晶种和有机模板剂接力导向合成ZSM-5分子筛及其催化性能

摘要/Abstract

摘要： 以晶种和有机模板剂接力导向（简称接力法）合成出ZSM-5分子筛，其晶型、形貌、体相硅铝比和孔结构性质等均与传统法合成的ZSM-5分子筛接近。对比接力法和传统法制备的ZSM-5分子筛在以1,3,5-三异丙苯催化裂化为探针反应上的催化性能，结果是接力法制备的ZSM-5分子筛上的1,3,5-三异丙苯转化率较低，表明此方法制备的ZSM-5分子筛表面富硅贫铝。进一步，将两种方法合成的分子筛制备成异构化催化剂，应用于催化乙苯脱乙基型二甲苯异构化反应，结果表明，相同反应条件下接力法制备的ZSM-5分子筛上的乙苯转化率更高，而异构化活性和二甲苯损失率更低。可见，晶种和有机模板剂接力导向是制备铝含量不同的核壳分子筛的一种可行方法。

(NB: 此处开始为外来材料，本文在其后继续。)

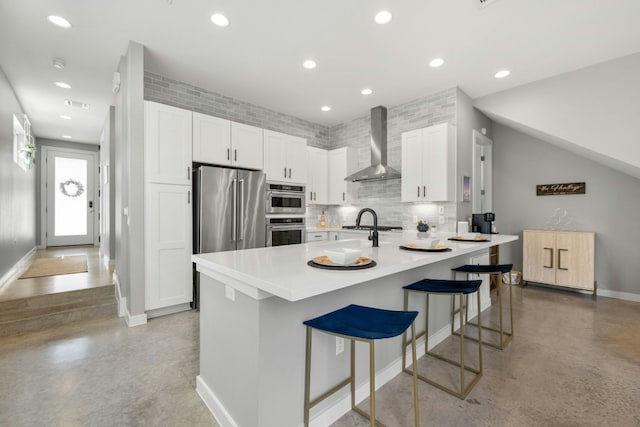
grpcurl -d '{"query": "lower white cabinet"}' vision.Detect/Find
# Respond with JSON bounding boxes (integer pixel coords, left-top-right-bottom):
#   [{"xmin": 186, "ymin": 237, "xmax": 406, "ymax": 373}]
[
  {"xmin": 307, "ymin": 231, "xmax": 329, "ymax": 242},
  {"xmin": 145, "ymin": 184, "xmax": 193, "ymax": 310}
]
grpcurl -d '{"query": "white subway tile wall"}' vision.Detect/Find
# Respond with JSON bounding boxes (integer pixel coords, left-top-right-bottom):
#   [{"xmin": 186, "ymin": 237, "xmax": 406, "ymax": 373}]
[{"xmin": 144, "ymin": 72, "xmax": 456, "ymax": 231}]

关键词: 分子筛, 乙苯, 脱乙基, 二甲苯异构化, 晶种, 有机模板剂

Abstract: ZSM-5 zeolite was synthesized by the relay-oriented method of crystal seed and organic template agent, and the obtained ZSM-5 zeolite has similar crystalline structure, morphology, bulk Si/Al ratio, and pore structure to those of ZSM-5 zeolite synthesized by traditional methods. The performance of ZSM-5 zeolite synthesized by the relay method and traditional methods was compared on the reaction with 1,3,5-triisopropylbenzene catalytic cracking as probe. The results showed that the conversion of 1,3,5-triisopropylbenzene of ZSM-5 zeolite prepared by the relay method was low, which indicated that the surface of ZSM-5 zeolite prepared by the this method was rich in silicon and poor in aluminum. Furthermore, the zeolites synthesized by both methods were used as isomerization catalysts for ethylbenzene isomerization. Under the same reaction conditions, the ethylbenzene conversion of ZSM-5 zeolite prepared by the relay method was higher, but the isomerization activity and xylene loss rate were lower. It can be seen that crystal seed and organic template agent relaying is a feasible method to prepare core-shell molecular sieve with different aluminum content.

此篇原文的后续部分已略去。